Governing parties are giving no clues on how the country's gun laws will change following Friday's terror attack in Christchurch.
Prime Minister Jacinda Ardern announced little more than 12 hours after the attacks that there would be change, but it will be up to 10 days before the country knows how far the government will go.
A Cabinet meeting ran over by at least an hour yesterday but coalition parties insist they are united and that a provisional call has been made.
"We are of one mind. We are absolutely united as a Cabinet, Ms Ardern.
"This was a Cabinet decision and that is your total answer,"New Zealand First leader Winston Peters added.
Mr Peters had only a little more to say on the matter, before refusing further interviews.
"After 1pm on 15 March our world changed forever. And so will some of our laws."
Green Party referred for the second time to previous policy on gun reform.
ACT's David Seymour is pleased to see the government taking the time to get all of the information it needs.
"I think it's clear that gun laws will change in some way," he said. But without knowing how the attack was able to be carried out it was it was very difficult to say exactly how to improve the laws to prevent it happening again.
National Party leader Simon Bridges also refused to comment, with a spokesperson saying nothing new had happened so they were not sure what they were meant to comment on.
The government yesterday announced an inquiry into five government agencies, and their actions leading up to and during Friday's event, which could be on the scale of a Royal Commission.

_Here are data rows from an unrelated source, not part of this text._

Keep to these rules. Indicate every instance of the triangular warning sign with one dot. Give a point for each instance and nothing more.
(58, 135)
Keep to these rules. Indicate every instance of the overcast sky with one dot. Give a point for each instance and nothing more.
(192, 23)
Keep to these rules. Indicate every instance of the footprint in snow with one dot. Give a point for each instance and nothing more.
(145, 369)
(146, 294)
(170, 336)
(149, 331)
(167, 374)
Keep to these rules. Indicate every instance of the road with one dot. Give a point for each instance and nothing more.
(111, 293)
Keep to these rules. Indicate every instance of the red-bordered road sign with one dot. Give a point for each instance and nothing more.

Ms Ardern said it would cover the country's two spying agencies, the SIS and the GCSB, as well as police, customs and immigration.

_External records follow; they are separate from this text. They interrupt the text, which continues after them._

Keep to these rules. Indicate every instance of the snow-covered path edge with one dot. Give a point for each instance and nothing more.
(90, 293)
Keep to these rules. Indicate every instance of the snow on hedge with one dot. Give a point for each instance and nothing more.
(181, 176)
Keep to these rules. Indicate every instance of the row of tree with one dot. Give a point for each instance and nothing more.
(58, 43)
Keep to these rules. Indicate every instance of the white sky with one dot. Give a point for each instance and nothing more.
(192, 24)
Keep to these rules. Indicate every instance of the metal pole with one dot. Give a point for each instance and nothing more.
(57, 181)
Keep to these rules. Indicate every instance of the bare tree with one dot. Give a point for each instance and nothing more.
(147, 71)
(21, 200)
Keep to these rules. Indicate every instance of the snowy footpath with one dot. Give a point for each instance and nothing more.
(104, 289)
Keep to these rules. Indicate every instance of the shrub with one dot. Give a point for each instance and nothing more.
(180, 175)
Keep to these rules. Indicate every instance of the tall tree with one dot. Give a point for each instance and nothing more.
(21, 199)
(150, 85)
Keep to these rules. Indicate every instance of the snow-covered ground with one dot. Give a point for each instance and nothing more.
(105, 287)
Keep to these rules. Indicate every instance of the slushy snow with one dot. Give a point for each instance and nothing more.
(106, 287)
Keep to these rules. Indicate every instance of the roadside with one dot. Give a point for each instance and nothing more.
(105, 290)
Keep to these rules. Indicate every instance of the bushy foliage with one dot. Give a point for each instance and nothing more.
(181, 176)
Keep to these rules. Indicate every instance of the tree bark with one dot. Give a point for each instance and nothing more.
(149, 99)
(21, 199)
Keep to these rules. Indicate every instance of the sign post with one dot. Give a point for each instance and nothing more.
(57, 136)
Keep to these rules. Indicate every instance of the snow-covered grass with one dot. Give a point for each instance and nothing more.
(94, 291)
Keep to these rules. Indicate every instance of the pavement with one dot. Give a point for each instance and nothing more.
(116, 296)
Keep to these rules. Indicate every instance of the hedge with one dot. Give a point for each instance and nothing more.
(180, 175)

"The purpose of this inquiry is to look at what all relevant agencies knew, or could or should have known, about the individual and his activities, including his access to weapons and if they could have been in a position to prevent the attack," she said.
It will also look at whether there were any impediments to sharing information, such as legislative or intelligence sharing challenges, she said.
Ms Ardern has not confirmed what sort of inquiry it will be, but said there were three options: a public inquiry, a ministerial inquiry or a royal commission.
Mr Seymour said it must be a full-scale royal commission.
"There is no way that this tragedy could warrant anything less than a royal commission with independent commissioners reporting to the Governor-General rather than the government of the day.
"Because whether we like it or not there are serious questions round the way that government agencies have performed."
Ms Ardern said she plans to announce the government's gun law changes by this time next week.
The terms of reference for the planned inquiry were being drawn up, she said, and would be released once the government had decided on which type of inquiry and who would lead it.